Antisepsis is the action of destroying or inhibiting microorganisms (infectious agents or pathogens) that exist in living tissue. The word antisepsis comes from the Greek roots anti- which means against and -sepsis which means deterioration or putrefaction.
The procedures used for antisepsis are for example isolation techniques, the use of suitable clothing, laminar flow technique and use of antiseptic products.
Antiseptic techniques are generally divided into 3 types:
- Degermination: it consists of a superficial sweep to reduce the presence of microorganisms, such as washing hands with soap.
- Disinfection: consists in reducing or partially eliminating microorganisms by means of chemical substances such as alcohol.
- Sterilization: consists in the total elimination of microorganisms in an object or area using physical methods such as heat, radiation or filtration or using chemical methods such as ethylene dioxide, ionizing ulta or aldehydes.
The products used for antisepsis are called antiseptics that are defined as substances that kill or prevent the growth of microorganisms. Among the most used antiseptics today is iodine, boric acid and alcohol.

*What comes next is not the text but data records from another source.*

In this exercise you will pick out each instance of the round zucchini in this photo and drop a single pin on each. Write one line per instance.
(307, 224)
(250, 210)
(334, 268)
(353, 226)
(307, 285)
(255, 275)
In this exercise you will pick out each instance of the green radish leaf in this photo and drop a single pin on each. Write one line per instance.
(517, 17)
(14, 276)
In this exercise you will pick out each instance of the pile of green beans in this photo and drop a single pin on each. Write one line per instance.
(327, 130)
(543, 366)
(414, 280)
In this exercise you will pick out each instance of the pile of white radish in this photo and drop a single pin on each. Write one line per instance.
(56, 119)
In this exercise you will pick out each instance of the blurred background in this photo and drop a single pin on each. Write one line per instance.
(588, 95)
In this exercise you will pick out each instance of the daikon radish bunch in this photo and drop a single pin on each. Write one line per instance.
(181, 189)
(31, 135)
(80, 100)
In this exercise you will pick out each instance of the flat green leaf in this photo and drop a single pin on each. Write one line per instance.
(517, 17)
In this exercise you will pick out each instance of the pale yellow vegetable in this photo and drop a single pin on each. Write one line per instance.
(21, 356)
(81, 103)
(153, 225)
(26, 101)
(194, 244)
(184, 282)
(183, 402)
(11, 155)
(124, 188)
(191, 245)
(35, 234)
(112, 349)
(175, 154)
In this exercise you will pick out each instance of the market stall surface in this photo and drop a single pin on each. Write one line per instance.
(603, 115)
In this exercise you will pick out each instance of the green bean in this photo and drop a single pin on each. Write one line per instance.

Antisepsis is important because when living tissue or skin is broken, by means of a scratch or a burn for example, the breakage allows the growth of microorganisms in said wound. Microorganisms that are present in healthy skin such as bacteria, viruses and fungi reproduce quickly in this situation.
Asepsis differs from antisepsis because they are prevention procedures that prevent the arrival of microorganisms to a medium. It is commonly called medical asepsis and its goal is to prevent the transmission of infectious agents.
The aseptic surgery or surgical asepsis for example is the use of sterilized instruments, sutures and clothing suitable to prevent pathogens entering the body being operated causing diseases.